Kenneth Sims

No. 77
- Position: Defensive end

Personal information
- Born: October 31, 1959 Kosse, Texas, U.S.
- Died: March 21, 2025 (aged 65) Waynesville, North Carolina, U.S.
- Listed height: 6 ft 5 in (1.96 m)
- Listed weight: 272 lb (123 kg)

Career information
- High school: Groesbeck (Groesbeck, Texas)
- College: Texas
- NFL draft: 1982: 1st round, 1st overall pick

Career history
- New England Patriots (1982–1989); Buffalo Bills (1992)*;
- * Offseason or practice squad member only

Awards and highlights
- PFWA All-Rookie Team (1982); Lombardi Award (1981); UPI Lineman of the Year (1981); Unanimous All-American (1981); Consensus All-American (1980); 2× All-SWC First Team (1980, 1981); 2× Longhorn Football Team MVP (1980, 1981); Longhorn Hall of Honor inductee (1997);

Career NFL statistics
- Sacks: 17
- Fumble recoveries: 5
- Stats at Pro Football Reference
- College Football Hall of Fame

= Kenneth Sims =

American football player (1959–2025)

Kenneth Wayne Sims (October 31, 1959 – March 21, 2025) was an American professional football defensive end who played in the National Football League (NFL) for eight seasons with the New England Patriots. He played college football for the Texas Longhorns, winning the Lombardi Award and UPI Lineman of the Year en route to a victory in the 1982 Cotton Bowl Classic. Sims was selected first overall by the Patriots in the 1982 NFL draft, but his professional career would be afflicted by injuries. He was inducted to the College Football Hall of Fame in 2021.

==Early life==
Sims was born in Kosse, Texas. In his junior year at Groesbeck High School, Sims quit football but then realized that football was indeed for him and went on to spend his senior year playing linebacker, fullback and tight end, rather than as a tackle.

==College career==
At the University of Texas at Austin, Sims spent his freshman year learning the basics of the tackle position.

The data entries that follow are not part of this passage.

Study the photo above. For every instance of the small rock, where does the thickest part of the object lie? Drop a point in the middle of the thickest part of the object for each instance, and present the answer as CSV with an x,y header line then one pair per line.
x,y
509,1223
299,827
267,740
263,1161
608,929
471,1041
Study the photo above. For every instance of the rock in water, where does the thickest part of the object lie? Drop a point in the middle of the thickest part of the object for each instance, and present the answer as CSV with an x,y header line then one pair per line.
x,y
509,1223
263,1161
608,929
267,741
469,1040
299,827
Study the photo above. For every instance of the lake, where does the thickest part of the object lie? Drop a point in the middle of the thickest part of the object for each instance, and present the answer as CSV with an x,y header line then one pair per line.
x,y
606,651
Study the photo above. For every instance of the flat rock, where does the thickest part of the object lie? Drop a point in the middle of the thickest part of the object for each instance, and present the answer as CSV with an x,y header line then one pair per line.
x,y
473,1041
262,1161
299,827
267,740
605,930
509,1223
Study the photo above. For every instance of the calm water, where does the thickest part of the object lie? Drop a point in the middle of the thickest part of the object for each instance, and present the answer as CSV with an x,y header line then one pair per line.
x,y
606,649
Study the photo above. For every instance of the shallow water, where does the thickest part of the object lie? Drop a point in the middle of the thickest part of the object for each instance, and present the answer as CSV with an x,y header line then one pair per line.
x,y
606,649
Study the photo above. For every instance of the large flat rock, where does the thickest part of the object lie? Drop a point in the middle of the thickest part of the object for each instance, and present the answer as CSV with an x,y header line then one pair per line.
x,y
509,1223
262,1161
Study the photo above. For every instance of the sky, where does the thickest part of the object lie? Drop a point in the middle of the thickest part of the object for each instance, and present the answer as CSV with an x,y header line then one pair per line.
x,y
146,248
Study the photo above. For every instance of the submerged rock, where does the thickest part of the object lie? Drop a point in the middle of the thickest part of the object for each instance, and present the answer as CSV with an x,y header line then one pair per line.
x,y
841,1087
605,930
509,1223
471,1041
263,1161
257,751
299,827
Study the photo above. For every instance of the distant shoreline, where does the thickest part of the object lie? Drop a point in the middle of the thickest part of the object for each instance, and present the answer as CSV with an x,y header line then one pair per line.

He spent his sophomore year behind Steve McMichael and Bill Acker, then became a force his junior year. He made 131 tackles, and was named All-Conference and an All-American. As a senior in 1981, Sims became the first Longhorn to win the Lombardi Award, was named the 1981 UPI Lineman of the Year, was the top defensive vote-recipient for the Heisman Trophy (8th overall) and earned all-conference and All-American status once again. In 1981, he helped Texas to finish 10–1–1, win the 1982 Cotton Bowl Classic, and finish ranked second nationally, their best end-of-year ranking since 1970.

During his college career, Sims recorded 322 tackles (including 50 tackles for loss), 29 sacks, 15 forced fumbles, seven fumble recoveries and three blocked kicks.

==Professional career==
Sims was the first overall pick in the 1982 NFL draft, only the third Longhorn to be selected with the first pick. In his rookie year, he came in fifth in the voting for the NFL Defensive Rookie of the Year. With the New England Patriots in the NFL, Sims played 74 career games and had 17 sacks over eight NFL seasons. His best year was 1985, when he managed 5.5 sacks despite only playing in 13 games after he broke his leg late in the regular season. He did not get to play in Super Bowl XX, which the Patriots lost. Sims suffered multiple injuries to his knees, legs and back throughout his career, limiting his play such that the only complete season he played was 1984. He had surgery in 1987 for his back. After that season he signed a one-year, incentives based contract with the Patriots but he ruptured his Achilles tendon in the opening game of the year and missed the remainder of the season. He was signed to another one-year contract in 1989 and played most of the 1989 season, but missed the last game with an injured knee.

Following the 1985 season, the Patriots instituted a voluntary drug testing program after six players, including Sims, admitted to struggling with drugs over the prior years. Sims supported the program and said that he'd gotten himself clean after going through a team-supported drug rehabilitation program. In 1990, Sims was arrested in Austin, Texas, and charged with possession of cocaine. He was released by the Patriots 16 days later for failing to stay in proper shape.

In 1992, after spending time in rehab, Sims signed a one-year contract with the Buffalo Bills—by this time he was being described as a recovering alcoholic; he was waived before the start of the season.

==Death==
Sims died in his sleep in Waynesville, North Carolina, on March 21, 2025, at the age of 65.

== Honors ==
Sims was elected to the College Football Hall of Fame in 2021. He was inducted into the Texas Athletics Hall of Honor in 1997.